The best option is to go to the school or the school office and speak with a teacher since they are all usually pretty busy.
If you are like me and teaching makes you nervous, do not worry. These classes are mostly very small. My first class had five students and my second class had four. The kids sit at a table facing a white board and you can either stand and teach or sit and teach. I alternate, depending on how I’ve set up the lesson for that day.
If you have classes back-to-back, all you do is just walk over to another table when your first class is over and there is your next class. The kids just stay together in their groups at whichever table they’ve been assigned and the teachers rotate. I think this is easier for the kids since teachers come on go fairly regularly.
Another benefit is that textbooks are provided for every subject. The teacher gets the same textbook as the students, so you can read along with them and have an easier time referencing teaching material. Since I’m no biology major, I find it very helpful that the answers are in the back of the book, so I don’t ever have to worry about giving the kids the wrong answer. If I’m unsure, I just pop to the back of the book and make sure the kids have the correct information. I also make worksheets for them from the information in the chapter to fill out in their own words as they read and then go over the answers together as a class to make sure everyone understands the correct answers. I have found this helps pinpoint which pieces of information the kids are understanding and which items need a bit more explaining.

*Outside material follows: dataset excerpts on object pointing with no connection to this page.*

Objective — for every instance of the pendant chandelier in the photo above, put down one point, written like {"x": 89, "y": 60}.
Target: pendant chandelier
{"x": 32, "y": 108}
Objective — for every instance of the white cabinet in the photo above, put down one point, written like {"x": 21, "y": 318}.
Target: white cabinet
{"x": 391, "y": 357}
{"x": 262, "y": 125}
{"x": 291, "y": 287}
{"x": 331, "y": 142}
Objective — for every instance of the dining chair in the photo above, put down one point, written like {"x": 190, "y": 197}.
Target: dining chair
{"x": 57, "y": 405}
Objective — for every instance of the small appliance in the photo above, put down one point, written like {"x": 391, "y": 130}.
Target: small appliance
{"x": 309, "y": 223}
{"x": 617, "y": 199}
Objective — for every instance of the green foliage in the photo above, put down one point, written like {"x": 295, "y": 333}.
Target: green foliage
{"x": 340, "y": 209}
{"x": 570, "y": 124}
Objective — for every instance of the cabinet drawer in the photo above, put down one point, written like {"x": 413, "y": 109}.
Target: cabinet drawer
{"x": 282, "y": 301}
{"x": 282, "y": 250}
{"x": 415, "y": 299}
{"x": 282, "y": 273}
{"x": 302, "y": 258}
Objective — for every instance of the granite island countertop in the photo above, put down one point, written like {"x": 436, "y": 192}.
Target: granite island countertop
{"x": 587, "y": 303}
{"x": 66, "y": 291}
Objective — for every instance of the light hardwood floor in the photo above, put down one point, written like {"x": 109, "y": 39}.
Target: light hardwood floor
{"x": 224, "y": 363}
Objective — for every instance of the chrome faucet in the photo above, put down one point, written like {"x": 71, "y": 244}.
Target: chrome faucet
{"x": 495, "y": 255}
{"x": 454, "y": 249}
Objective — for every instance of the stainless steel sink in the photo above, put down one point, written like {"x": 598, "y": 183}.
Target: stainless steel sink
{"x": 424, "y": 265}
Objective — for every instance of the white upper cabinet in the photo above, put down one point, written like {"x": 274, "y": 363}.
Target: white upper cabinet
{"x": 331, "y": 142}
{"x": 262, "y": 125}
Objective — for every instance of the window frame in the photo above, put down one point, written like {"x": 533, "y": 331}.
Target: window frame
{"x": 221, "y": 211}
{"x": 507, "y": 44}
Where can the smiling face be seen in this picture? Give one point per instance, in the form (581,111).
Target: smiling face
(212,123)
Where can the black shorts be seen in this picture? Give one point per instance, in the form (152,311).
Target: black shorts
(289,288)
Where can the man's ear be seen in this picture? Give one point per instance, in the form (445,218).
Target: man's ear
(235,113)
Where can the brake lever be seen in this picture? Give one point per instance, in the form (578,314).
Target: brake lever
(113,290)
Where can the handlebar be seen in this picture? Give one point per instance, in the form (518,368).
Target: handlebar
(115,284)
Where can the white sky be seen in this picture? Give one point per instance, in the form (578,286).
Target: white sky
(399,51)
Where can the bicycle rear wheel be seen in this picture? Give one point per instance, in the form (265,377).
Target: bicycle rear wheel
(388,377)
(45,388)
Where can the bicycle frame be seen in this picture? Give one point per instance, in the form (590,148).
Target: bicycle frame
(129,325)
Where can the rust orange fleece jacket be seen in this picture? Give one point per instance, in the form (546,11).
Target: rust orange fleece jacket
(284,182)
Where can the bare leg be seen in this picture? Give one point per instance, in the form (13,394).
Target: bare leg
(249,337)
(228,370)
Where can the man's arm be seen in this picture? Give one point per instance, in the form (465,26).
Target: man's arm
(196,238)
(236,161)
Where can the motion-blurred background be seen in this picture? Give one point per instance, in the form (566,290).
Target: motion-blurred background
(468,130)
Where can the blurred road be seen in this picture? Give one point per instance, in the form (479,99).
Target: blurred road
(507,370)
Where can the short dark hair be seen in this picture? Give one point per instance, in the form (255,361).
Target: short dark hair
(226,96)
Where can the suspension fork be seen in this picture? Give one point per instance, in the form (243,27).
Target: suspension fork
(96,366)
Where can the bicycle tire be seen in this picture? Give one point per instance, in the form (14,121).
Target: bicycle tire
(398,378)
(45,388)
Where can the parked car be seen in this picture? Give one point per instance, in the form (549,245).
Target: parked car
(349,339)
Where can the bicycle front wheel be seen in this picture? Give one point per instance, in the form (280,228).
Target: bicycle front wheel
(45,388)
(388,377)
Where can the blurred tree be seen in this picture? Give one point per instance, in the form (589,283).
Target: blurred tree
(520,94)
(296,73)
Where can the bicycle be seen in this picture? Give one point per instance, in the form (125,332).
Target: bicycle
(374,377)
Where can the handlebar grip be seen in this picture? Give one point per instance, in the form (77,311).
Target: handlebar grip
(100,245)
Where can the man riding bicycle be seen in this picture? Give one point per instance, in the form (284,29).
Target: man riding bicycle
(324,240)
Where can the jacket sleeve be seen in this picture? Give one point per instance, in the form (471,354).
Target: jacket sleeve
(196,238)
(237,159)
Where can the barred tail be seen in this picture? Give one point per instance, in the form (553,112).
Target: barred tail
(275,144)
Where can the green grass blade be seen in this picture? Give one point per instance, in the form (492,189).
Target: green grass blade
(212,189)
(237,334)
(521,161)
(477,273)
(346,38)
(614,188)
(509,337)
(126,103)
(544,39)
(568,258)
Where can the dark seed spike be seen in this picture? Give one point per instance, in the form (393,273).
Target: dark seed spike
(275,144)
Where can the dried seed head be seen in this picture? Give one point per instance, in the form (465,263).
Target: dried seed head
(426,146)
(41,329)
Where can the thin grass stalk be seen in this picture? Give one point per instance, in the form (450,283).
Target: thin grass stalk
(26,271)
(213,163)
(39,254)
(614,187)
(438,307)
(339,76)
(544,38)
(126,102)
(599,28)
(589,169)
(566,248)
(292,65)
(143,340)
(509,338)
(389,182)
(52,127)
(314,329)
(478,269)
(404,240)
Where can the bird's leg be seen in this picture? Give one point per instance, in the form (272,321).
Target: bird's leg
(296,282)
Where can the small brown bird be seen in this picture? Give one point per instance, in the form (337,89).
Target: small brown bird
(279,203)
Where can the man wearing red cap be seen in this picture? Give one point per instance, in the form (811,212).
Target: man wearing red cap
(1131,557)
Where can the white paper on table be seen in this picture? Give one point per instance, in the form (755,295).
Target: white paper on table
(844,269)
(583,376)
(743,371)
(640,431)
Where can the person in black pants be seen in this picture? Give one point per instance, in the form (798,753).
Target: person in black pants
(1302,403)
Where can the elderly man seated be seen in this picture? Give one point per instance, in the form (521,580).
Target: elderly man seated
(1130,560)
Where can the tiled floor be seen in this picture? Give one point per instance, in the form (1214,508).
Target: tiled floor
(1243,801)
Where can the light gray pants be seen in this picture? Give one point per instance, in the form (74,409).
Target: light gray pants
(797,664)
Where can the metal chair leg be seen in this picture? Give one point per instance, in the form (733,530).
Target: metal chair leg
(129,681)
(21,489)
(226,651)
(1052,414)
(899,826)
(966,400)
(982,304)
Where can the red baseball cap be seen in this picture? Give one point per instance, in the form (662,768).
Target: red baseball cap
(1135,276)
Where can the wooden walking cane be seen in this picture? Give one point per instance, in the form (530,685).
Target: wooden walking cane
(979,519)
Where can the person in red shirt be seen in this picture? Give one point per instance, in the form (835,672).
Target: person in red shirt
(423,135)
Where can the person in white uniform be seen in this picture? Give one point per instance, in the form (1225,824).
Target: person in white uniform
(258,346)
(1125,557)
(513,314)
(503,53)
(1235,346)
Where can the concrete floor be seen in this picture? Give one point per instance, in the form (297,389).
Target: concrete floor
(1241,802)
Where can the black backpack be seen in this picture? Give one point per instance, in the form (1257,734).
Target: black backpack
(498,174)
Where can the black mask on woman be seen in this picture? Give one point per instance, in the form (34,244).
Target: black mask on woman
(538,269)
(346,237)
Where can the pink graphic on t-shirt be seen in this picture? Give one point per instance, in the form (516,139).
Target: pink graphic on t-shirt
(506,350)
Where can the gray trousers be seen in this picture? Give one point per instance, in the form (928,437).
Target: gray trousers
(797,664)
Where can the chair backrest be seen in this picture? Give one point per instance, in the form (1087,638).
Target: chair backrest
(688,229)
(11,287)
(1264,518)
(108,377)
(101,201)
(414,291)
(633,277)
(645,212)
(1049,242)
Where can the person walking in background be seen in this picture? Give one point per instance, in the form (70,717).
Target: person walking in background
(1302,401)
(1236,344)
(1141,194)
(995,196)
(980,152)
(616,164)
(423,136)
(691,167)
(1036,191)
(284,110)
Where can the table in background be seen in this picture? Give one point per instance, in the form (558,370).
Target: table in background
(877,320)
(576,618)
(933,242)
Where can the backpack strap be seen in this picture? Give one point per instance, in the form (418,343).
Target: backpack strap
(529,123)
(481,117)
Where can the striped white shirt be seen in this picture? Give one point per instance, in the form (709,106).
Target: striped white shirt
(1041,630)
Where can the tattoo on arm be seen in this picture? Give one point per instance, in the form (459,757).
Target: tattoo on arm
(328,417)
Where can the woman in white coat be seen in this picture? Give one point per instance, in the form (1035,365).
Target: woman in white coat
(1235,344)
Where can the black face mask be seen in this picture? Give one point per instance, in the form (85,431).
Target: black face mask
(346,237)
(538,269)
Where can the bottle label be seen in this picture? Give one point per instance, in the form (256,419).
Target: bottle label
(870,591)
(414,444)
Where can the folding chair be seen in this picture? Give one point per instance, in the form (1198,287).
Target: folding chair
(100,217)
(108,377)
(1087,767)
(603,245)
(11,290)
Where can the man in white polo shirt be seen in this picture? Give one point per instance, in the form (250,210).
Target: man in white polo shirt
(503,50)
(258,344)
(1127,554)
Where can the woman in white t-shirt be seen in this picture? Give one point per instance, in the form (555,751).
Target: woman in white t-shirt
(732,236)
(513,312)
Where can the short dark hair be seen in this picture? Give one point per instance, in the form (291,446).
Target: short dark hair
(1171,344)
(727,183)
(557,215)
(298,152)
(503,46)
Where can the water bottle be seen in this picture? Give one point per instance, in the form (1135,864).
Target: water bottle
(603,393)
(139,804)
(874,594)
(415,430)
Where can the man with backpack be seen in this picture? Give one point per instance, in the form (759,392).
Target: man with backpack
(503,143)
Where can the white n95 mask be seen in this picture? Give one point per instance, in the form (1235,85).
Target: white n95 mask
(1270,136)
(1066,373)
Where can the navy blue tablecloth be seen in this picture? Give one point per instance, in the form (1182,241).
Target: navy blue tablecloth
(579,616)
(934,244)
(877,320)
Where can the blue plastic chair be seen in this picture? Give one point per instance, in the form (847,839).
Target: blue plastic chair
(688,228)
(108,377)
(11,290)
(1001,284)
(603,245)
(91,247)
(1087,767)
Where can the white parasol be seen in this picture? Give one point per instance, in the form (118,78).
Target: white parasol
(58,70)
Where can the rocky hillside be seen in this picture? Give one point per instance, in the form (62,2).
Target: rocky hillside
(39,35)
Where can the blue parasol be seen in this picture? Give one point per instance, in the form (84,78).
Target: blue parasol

One of the things I was worried about was that the kids would be like typical teenagers who don’t want to be there and don’t listen. These kids are anything but that. These kids are very polite, respectful and follow direction. I was super nervous when I first started, but I really enjoy teaching every week and how nice the kids are. The people who run the school and the kids are all so thankful to have people teaching the classes and they let you know on a regular basis how happy they are to have you. It has been a really great experience that I am very thankful to have had. I wish I was going to be here longer because I already feel sad about leaving, even though I’ll be here another 3-4 months. These kids are really great and you will be very glad that you took the time to teach them.